Geology and genesis of the Aqishan Pb-Zn deposit, NW China: Insights from mineralogy, geochemistry, and in situ U-Pb geochronology

Abstract

The unique ore-forming processes and the key factors responsible for formation of skarn deposits are still obscure, and challenges exist in the determination of timing of Pb-Zn skarns owing to lacking suitable mineral chronometers. Here we present detailed paragenesis, bulk geochemistry, in situ U-Pb dating of zircon and garnet, and garnet oxygen isotopes together with in situ zircon Hf-O isotopes from the newly discovered Aqishan Pb-Zn deposit in the southern Central Asian Orogenic Belt (CAOB), northwest China.

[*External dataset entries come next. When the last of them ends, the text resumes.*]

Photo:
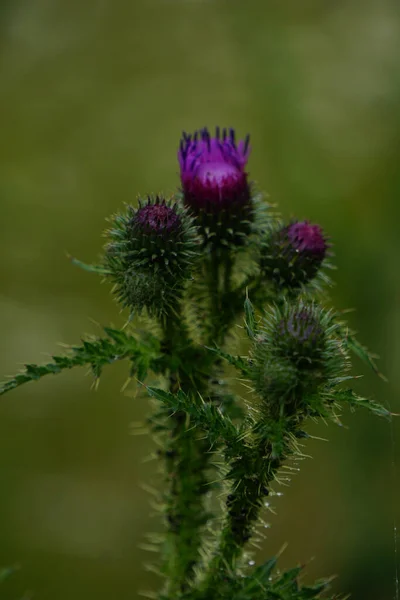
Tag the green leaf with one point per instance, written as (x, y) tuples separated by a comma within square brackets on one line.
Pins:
[(99, 269), (240, 363), (5, 572), (204, 415), (249, 318), (95, 352), (355, 401), (364, 354)]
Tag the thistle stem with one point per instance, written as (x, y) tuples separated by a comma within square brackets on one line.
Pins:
[(186, 463), (251, 476)]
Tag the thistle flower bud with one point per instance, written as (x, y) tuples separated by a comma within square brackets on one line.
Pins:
[(292, 255), (297, 350), (215, 186), (150, 254)]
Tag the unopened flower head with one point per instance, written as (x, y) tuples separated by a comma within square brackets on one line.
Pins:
[(302, 327), (156, 218), (214, 180), (293, 254), (151, 252)]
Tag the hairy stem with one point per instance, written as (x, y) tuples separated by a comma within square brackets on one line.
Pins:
[(186, 463), (251, 476)]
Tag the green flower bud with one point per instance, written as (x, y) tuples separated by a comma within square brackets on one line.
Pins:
[(296, 352), (150, 254)]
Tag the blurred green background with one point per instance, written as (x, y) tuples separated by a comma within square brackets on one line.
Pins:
[(93, 97)]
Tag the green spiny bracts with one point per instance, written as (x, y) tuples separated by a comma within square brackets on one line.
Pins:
[(293, 255), (150, 254), (297, 351)]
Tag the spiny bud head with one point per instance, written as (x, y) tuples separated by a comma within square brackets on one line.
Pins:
[(300, 334), (157, 219), (297, 350), (150, 253), (214, 183), (293, 254)]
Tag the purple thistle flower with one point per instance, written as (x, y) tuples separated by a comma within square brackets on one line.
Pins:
[(213, 170)]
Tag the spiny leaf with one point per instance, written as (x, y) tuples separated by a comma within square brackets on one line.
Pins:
[(205, 415), (99, 269), (249, 320), (96, 353), (355, 401), (364, 354), (236, 361)]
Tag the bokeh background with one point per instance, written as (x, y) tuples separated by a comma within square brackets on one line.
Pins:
[(93, 97)]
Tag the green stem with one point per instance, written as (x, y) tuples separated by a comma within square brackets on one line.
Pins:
[(251, 476), (186, 463)]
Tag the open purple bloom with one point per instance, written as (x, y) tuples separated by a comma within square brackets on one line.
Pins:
[(213, 170)]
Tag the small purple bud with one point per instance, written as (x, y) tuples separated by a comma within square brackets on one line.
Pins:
[(293, 254), (157, 218)]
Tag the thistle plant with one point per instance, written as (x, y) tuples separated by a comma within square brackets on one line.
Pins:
[(204, 271)]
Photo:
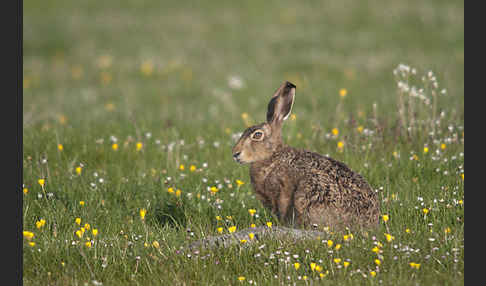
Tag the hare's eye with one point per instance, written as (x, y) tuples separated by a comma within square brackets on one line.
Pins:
[(258, 135)]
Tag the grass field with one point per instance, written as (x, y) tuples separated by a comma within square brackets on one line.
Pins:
[(130, 110)]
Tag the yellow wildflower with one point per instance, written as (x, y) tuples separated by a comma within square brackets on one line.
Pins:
[(313, 266), (214, 190), (143, 212), (28, 234), (329, 243), (40, 223), (139, 146), (385, 218), (340, 145), (414, 265), (343, 92)]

This comprehensive data set revealed a Late Carboniferous subduction-related distal Pb-Zn skarn system associated with the granitic magmatism. Pre-ore stage garnets are generally subhedral to euhedral with oscillatory zoning and show slightly fractionated rare earth element patterns with positive Eu anomalies that point to an infiltration metasomatism origin under high water/rock ratios. The syn-ore stage sphalerite is typically enriched in Mn and Cd and has moderate Zn/Cd ratios (337–482), with a formation temperature of 265 °C to 383 °C, which indicate magmatic-hydrothermal signatures. The isocons defined by P₂O₅ decipher that the principal factors for skarn formation were elevated activities of Fe, Ca, and Si species, where remobilization of Pb metals, meanwhile, contributed to ore-forming budgets to mineralizing fluids. SIMS U-Pb dating of zircons from granite porphyry that occurs distal to the skarns and Pb-Zn orebodies shows that these intrusions emplaced at ca. 311.3–310.6 Ma, recording the subduction of the Paleo-Tianshan oceanic plate. Hydrothermal garnets in close textural association with Pb-Zn sulfides yield indistinguishable in situ LA-ICP-MS U-Pb ages of 310.5 ± 4.1 Ma. Whole-rock geochemistry and in situ zircon Hf-O isotopes (δ¹⁸O = 4.6‰–6.0‰) indicate that the granite porphyry was derived from partial melting of juvenile crust and influenced by subducted oceanic crust. Oxygen isotope compositions of garnets (δ¹⁸O = 8.0‰–9.0‰) demonstrate that the equilibrated ore fluids were inherited from fluid-rock interactions between a primary magmatic water and host tuff rocks. Our study highlights the application of garnets as a potential robust U-Pb geochronometer and isotopic tracer of ore fluids in skarn mineralizing systems in subduction-related arc environments.